GenèveMaudet ne parvient pas à se délester de son salaire
Le conseiller d’État en campagne avait promis de renoncer à sa paie, mais il se heurte à un mur.
- par
- Jérôme Faas

Le conseiller d’État Pierre Maudet espère être réélu le 7 mars.
Décidément, Pierre Maudet peine à se délester de son salaire. Le 13 janvier, il avait fait part de sa volonté de ne pas percevoir de traitement durant la campagne pour l’élection au Conseil d’État, soit du 18 janvier au 31 mars. Il avait exprimé son désir que la somme totale, proche de 50’000 fr., aille aux aides Covid, par exemple aux indépendants.

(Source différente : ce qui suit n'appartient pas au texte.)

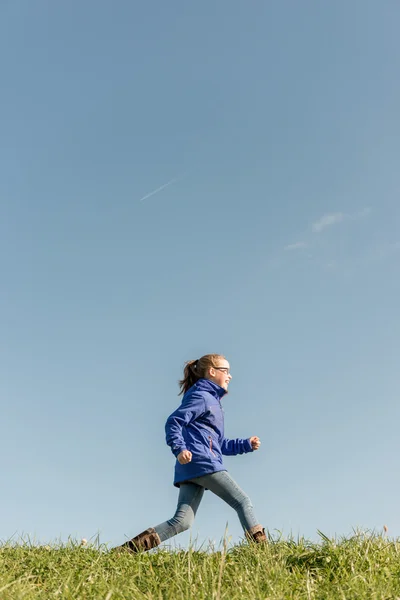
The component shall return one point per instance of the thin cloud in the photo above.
(365, 212)
(327, 220)
(296, 246)
(162, 187)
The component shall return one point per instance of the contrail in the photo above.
(159, 189)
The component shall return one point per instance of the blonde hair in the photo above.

Cela reste pour l’heure un vœu pieux.
Pour des raisons légales, le Conseil d’État avait refusé de suspendre sa paie. Mais libre à lui de la reverser en direct à une cause. Pierre Maudet a finalement choisi, le 9 février, de verser 9192 fr. (son traitement du 18 au 31 janvier) sur le compte générique de l’État qu’il utilise pour ses impôts. Mais en procédant ainsi, l’argent a filé sur son compte fiscal, comme un acompte provisionnel. Bref, techniquement, il a viré de l’argent à son profit, même si tel n’était pas le but.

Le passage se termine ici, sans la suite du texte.